ALL154 - Critical Issues in Children's Literature

Unit details

Year

2025 unit information

Enrolment modes:

Trimester 2: Burwood (Melbourne), Waurn Ponds (Geelong), Online, Community Based Delivery (CBD)*

Credit point(s):1
EFTSL value:0.125
Unit Chair:Trimester 2: Paul Venzo
Prerequisite:

Nil

Corequisite:Nil
Incompatible with: ALL254
Educator-facilitated (scheduled) learning activities - on-campus unit enrolment:

1 x 1-hour online lecture per week

1 x 2-hour on-campus seminar per week

Educator-facilitated (scheduled) learning activities - online unit enrolment:

1 x 1-hour online lecture per week

1 x 2-hour online seminar per week or approximately 2-hours of online learning tasks and discussions per week

Typical study commitment:

Students will on average spend 150-hours over the teaching period undertaking the teaching, learning and assessment activities for this unit.

This will include educator guided online learning activities within the unit site.

Note:

*Community Based Delivery (CBD): only for students of the National Indigenous Knowledges, Education, Research and Innovation NIKERI Institute (located at the Waurn Ponds campus)

Content

Children's literature positions young readers to identify with characters who want certain things and who behave in specific ways that lead them to success. Never innocent of politics, narratives presented to children tell them about the world and their place within broader cultural institutions. This unit looks at the role children's texts play in inducting children into value systems to do with war and conflict, environmentalism, censorship, consumerism and more. Students will learn to interrogate the ideologies at play in picture books, novels and short stories for young people, and will analyse the extent to which children's texts express or contest the critical issues of our time.

Learning Outcomes

ULO These are the Unit Learning Outcomes (ULOs) for this unit. At the completion of this unit, successful students can:

Alignment to Deakin Graduate Learning Outcomes (GLOs)

ULO1

Demonstrate an understanding of the concepts of ideology, politics, knowledge and power, narrative, visual and screen theory and genre, and the broader research relating to the study of children's texts

GLO1: Discipline-specific knowledge and capabilities

ULO2

Construct clear, logically structured, cogent, relevant, and grammatically correct written work that employs discipline-specific language and which observes the academic conventions of accurate citation and referencing of secondary sources

GLO2: Communication

ULO3

Perform textual analysis across relevant forms and genres, drawing evidence from the set texts and using secondary source material to support interpretation

GLO4: Critical thinking

ULO4

Work independently and take personal responsibility for meeting assessment deadlines, in compliance with Faculty rules applying to extensions, as well as working to improve outcomes through the use of feedback on prior unit assessment

GLO5: Problem solving

ULO5

Think ethically about the various social, cultural and political contexts in which children's texts are produced and consumed

GLO8: Global citizenship

ULO6

Discuss and debate critical responses to politics and ideology in children’s literature with teachers and student peers and use this dialogue to inform individual written assessment

GLO7: Teamwork

Assessment

Assessment Description Student output Grading and weighting
(% total mark for unit)
Indicative due week
Assessment 1: Quiz 1200 words
or equivalent
30% Week 5
Assessment 2: Class exercises 1200 words
or equivalent
30% Week 8
Assessment 3: Essay 1600 words
or equivalent
40% Week 11

The assessment due weeks provided may change. The Unit Chair will clarify the exact assessment requirements, including the due date, at the start of the teaching period.

Learning resource

The texts and reading list for ALL154 can be found via the University Library.

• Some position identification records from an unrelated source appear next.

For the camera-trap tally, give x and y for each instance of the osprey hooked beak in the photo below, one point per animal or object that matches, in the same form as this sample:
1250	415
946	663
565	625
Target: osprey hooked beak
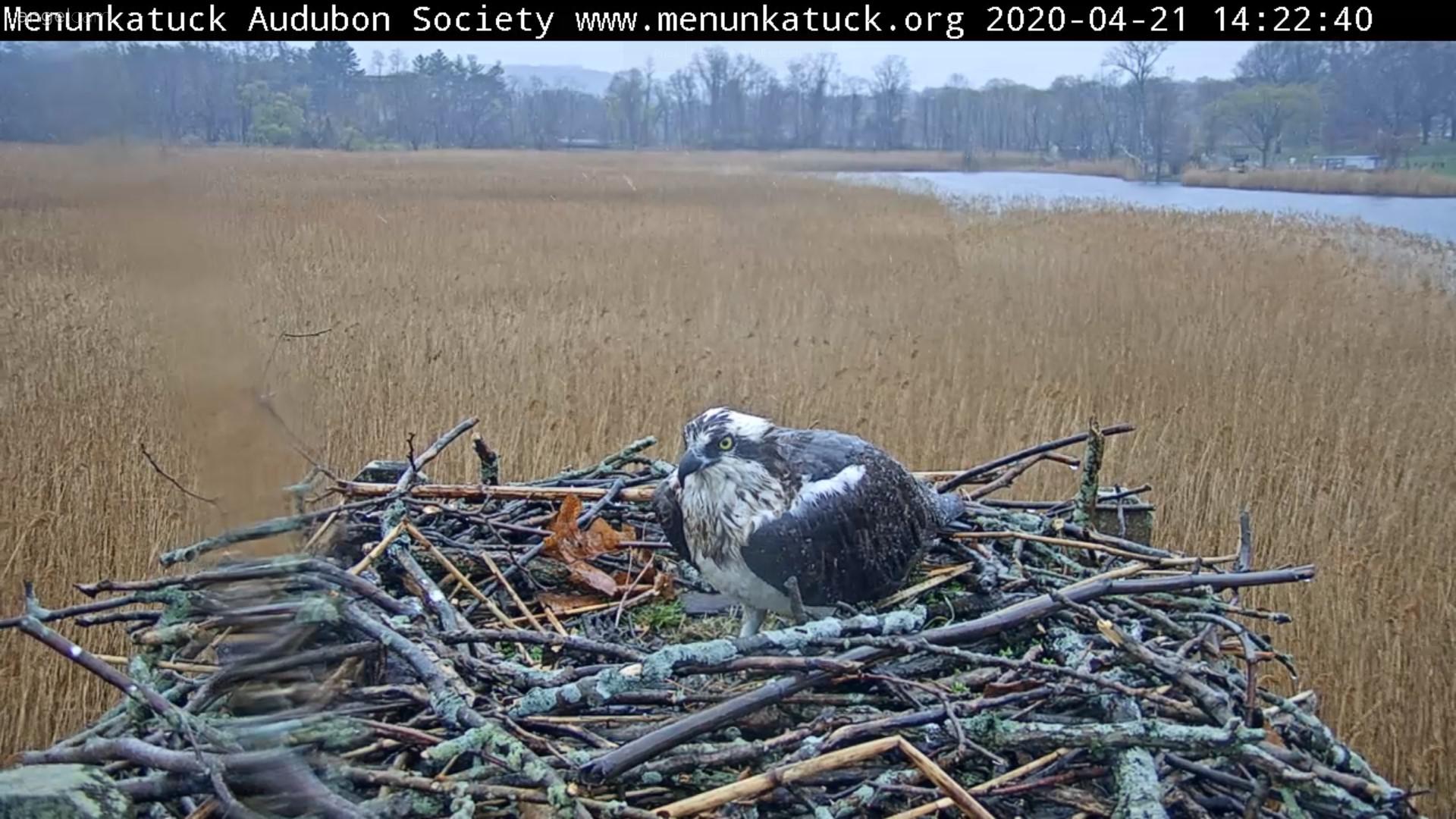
688	465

Note: Select the relevant trimester reading list. Please note that a future teaching period's reading list may not be available until a month prior to the start of that teaching period so you may wish to use the relevant trimester's prior year reading list as a guide only.

Unit Fee Information

Fees and charges vary depending on the type of fee place you hold, your course, your commencement year, the units you choose to study and their study discipline, and your study load.

Tuition fees increase at the beginning of each calendar year and all fees quoted are in Australian dollars ($AUD). Tuition fees do not include textbooks, computer equipment or software, other equipment or costs such as mandatory checks, travel and stationery.